As pessoas preferem manter crenças políticas que melhor se encaixam com a imagem de si mesmas que elas querem adotar e projetar. Por exemplo, uma pessoa pode querer apresentar-se (tanto para si própria como para outras pessoas) como uma pessoa compassiva e generosa. Nesse caso, será motivada a endossar a desejabilidade e a justiça de programas de bem-estar social, e até mesmo a exigir um aumento nesse tipo de despesa (independentemente de qual seja o nível atual de despesa), apresentando-se assim como mais generosa/compassiva que quem estabeleceu o sistema atual. Outra pessoa pode querer apresentar-se como durona, caso em que será motivada a advogar o aumento em despesas militares (novamente, independentemente do nível atual de despesa), apresentando-se assim como mais durona que quem estabeleceu o sistema atual.
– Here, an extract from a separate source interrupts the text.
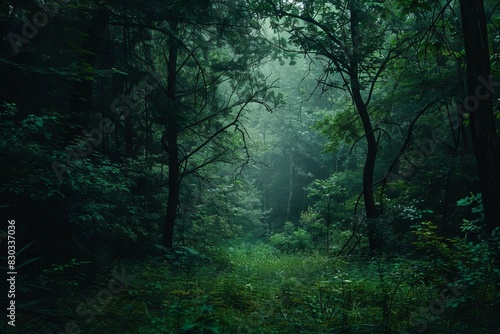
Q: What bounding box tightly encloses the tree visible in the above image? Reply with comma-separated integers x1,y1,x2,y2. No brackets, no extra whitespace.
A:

Presumivelmente, foi por reconhecimento desse viés que o presidente Bush definiu a sua filosofia como “conservadorismo compassivo”.7 O grau de compaixão dos conservadores não tem relevância lógica para os méritos das políticas conservadoras, mas Bush evidentemente percebeu que alguns indivíduos gravitam ao redor do progressismo a partir de um desejo de ser (ou de ser visto como) compassivo.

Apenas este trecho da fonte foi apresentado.